Conclusion: Our experience suggests that 6 month topical piroxicam 0.8% is efficacious and well tolerated in A.K. Clinical efficacy is maintained 1 year post-treatment. The main limitation of our study is that it was an open label non-controlled trial. Future controlled trials are warranted in order to compare the efficacy and tolerability of this topical piroxicam preparation with standard treatments in the management of A.K.

Keywords:

• Actinic keratosis
• Field cancerization
• Piroxicam

Transparency

Declaration of funding

This was a nonprofit trial. Publication support for this study was funded by Difa Cooper, Caronno Pertusella (VA), Italy.

Declaration of financial/other relationships

M.M. has disclosed that he was in private practice during the conduct and writing of this paper, but now has taken the position of Medical Director for Difa Cooper. He received no remuneration regarding this study. G.B., L.D., L.B., A.O., M.D.P., S.C., and E.C. have disclosed that they have no significant relationships with or financial interests in any commercial companies related to this study or article.

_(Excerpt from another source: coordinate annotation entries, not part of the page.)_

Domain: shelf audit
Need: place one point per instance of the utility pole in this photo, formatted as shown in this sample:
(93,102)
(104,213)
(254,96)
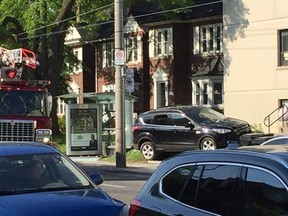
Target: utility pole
(120,148)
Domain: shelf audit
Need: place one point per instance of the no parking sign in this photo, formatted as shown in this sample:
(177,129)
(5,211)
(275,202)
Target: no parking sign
(129,80)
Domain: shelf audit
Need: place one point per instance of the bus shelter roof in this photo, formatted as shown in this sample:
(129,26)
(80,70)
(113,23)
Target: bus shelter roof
(98,97)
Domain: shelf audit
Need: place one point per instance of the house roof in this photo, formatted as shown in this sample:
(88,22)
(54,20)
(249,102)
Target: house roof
(148,13)
(98,97)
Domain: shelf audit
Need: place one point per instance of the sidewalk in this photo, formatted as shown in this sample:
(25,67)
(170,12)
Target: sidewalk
(94,161)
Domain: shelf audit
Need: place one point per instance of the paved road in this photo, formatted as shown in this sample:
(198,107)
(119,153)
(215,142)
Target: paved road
(120,183)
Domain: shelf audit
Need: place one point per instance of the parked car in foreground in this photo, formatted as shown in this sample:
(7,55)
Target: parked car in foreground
(221,182)
(181,128)
(35,179)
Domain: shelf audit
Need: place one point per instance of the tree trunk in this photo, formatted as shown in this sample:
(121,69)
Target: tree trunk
(56,57)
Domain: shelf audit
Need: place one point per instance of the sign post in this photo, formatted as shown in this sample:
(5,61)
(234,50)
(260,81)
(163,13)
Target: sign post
(129,80)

C.M.R.O. peer reviewers on this manuscript have received an honorarium from C.M.R.O. for their review work. Peer reviewer 1 has disclosed that he is a consultant to Gladerma, and is on the speakers’ bureau of Leo Pharma. Peer reviewers 2 and 3 have no relevant financial or other relationships to disclose.

Acknowledgments

We dedicate this work to the memory of Professor Sergio Chimenti for his outstanding activity devoted to dermatology and medical research, and his substantive contribution to this study.